Tickets.com, an MLB company, delivers innovative, cutting-edge technologies to enable frictionless and unforgettable fan experiences in venues across the globe. Together with MLB, Tickets.com is changing the landscape of the live sports and entertainment industry, delivering new digital venue and ticketing experiences to millions of fans. Our Technology team builds platforms and products that provide a new smart ticketing solution and venue experience. Using cutting-edge technology, our platform and applications are consumed by fans, stadiums, and MLB teams.
We are assembling a world-class team to build on these experiences and to scale platforms and products that anticipate emerging opportunities, including dynamic pricing and offers and digital, contactless ticketing. Our mission is to provide premium, innovative live experiences for our clients and their patrons.
Tickets.com is looking for an Associate Site Reliability Engineer passionate about building engaging products for our fans.

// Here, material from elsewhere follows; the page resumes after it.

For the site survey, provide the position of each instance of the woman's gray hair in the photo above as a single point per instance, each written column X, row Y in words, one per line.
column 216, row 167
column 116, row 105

The Opportunity: The Associate Site Reliability Engineer will be responsible for providing consulting services and tools to teams across MLB and Tickets.com. This role will work closely with our existing Network Operations Center team members to monitor systems, applications, and services, taking action on alerts, troubleshooting and resolving issues, or escalating as the situation or playbook requires. The Associate Site Reliability Engineer will also work closely with our Site Reliability team to evangelize their mission.
Essential Job Functions:
Assist in creating Incident Response Policies and adopt tools used to respond, troubleshoot, and retrospective.
Assisting in automating telemetry collection and maintaining and enhancing observability tooling to identify, address, and service health issues and debug running systems.
Optimize user experience through the adoption of SLIs, SLOs, and Error Budgets
Adopt cost optimization techniques to maximize the value of our SaaS solutions, including GCP, DataDog, FireHydrant, and Pagerduty
Train teams in Kubernetes operations' value and when it should be applied. æ
Train teams on the value of disaster recovery planning and high availability.
Write code to complement/fill gaps left by SaaS solutions.
Extensively utilize Terraform for infrastructure as code
Engage in incident response.
Use and administer Grafana, including developing and maintaining plugins and Dashboards.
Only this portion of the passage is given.